They accordingly closely watched the cooking, of the rabbits particularly. Each was spitted on a little spit, which had four legs at the handle, the other end resting on a piece of the fuel. When one side was roasted, the other was turned to the fire. To know when they were done, the woman cracked the joints; laying them by until cool, she then tore them to pieces with her fingers; and afterward fried the already over-roasted meat with onions, garlic, red pepper, and oil, which is always rancid in Portugal, from the custom of never pressing the olives until they are stale.

The commissary knew too much about Portuguese cookery to trust to it. He had provided himself before leaving Elvas with the commissary's cut, which is always the best steak from the best bullock.
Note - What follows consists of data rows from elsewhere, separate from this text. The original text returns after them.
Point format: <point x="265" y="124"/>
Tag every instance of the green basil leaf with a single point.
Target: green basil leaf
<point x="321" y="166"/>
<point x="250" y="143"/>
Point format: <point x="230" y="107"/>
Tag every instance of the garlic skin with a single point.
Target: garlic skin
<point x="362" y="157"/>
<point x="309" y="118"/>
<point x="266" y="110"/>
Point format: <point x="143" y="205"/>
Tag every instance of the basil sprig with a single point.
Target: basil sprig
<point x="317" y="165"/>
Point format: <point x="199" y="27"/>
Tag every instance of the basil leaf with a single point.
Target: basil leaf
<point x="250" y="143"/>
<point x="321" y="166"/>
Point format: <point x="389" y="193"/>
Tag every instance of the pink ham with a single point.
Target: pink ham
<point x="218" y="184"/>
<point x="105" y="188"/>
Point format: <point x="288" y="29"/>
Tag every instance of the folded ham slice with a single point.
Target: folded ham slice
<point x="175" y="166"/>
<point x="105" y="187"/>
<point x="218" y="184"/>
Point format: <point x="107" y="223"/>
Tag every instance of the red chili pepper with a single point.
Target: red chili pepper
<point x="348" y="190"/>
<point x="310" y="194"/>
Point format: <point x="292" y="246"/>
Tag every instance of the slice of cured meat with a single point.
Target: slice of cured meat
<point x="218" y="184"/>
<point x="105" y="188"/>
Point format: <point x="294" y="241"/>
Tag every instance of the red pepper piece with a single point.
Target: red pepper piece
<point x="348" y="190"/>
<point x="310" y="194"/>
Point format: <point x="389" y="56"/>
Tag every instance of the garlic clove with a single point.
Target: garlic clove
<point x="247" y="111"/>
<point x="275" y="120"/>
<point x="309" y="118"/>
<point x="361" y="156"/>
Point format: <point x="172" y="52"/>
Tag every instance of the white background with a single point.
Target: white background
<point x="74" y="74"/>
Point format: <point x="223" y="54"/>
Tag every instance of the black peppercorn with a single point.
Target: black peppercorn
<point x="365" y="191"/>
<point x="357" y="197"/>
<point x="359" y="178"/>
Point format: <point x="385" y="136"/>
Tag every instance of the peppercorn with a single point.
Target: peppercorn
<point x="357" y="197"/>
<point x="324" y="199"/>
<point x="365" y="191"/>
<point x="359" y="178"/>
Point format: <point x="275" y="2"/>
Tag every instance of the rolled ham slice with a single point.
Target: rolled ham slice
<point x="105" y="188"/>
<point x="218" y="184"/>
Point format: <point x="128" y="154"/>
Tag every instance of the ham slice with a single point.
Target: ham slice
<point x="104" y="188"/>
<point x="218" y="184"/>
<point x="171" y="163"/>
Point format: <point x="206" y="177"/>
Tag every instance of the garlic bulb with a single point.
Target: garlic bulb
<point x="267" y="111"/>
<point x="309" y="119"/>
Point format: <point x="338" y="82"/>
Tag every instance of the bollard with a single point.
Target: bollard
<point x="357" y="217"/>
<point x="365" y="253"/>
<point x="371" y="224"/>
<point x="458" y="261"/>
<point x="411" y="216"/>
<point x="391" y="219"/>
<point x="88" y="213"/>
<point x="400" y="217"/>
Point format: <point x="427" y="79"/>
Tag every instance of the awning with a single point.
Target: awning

He now produced from among his baggage that implement so truly indicative of the march of English civilization—the gridiron; and not until the large table, at the other side of the room, had been spread, and supper was ready, did his man proceed to dress it skillfully and quickly, under the vigilant superintendance of the commissary himself.

They were sitting down to supper when L'Isle, seeing that the young friar remained by the fire, pointed out a vacant seat, and asked him to join them. But he shook his head.

"You are eating flesh. I must fast to-day."

"Because the Scriptures bid you?" L'Isle inquired.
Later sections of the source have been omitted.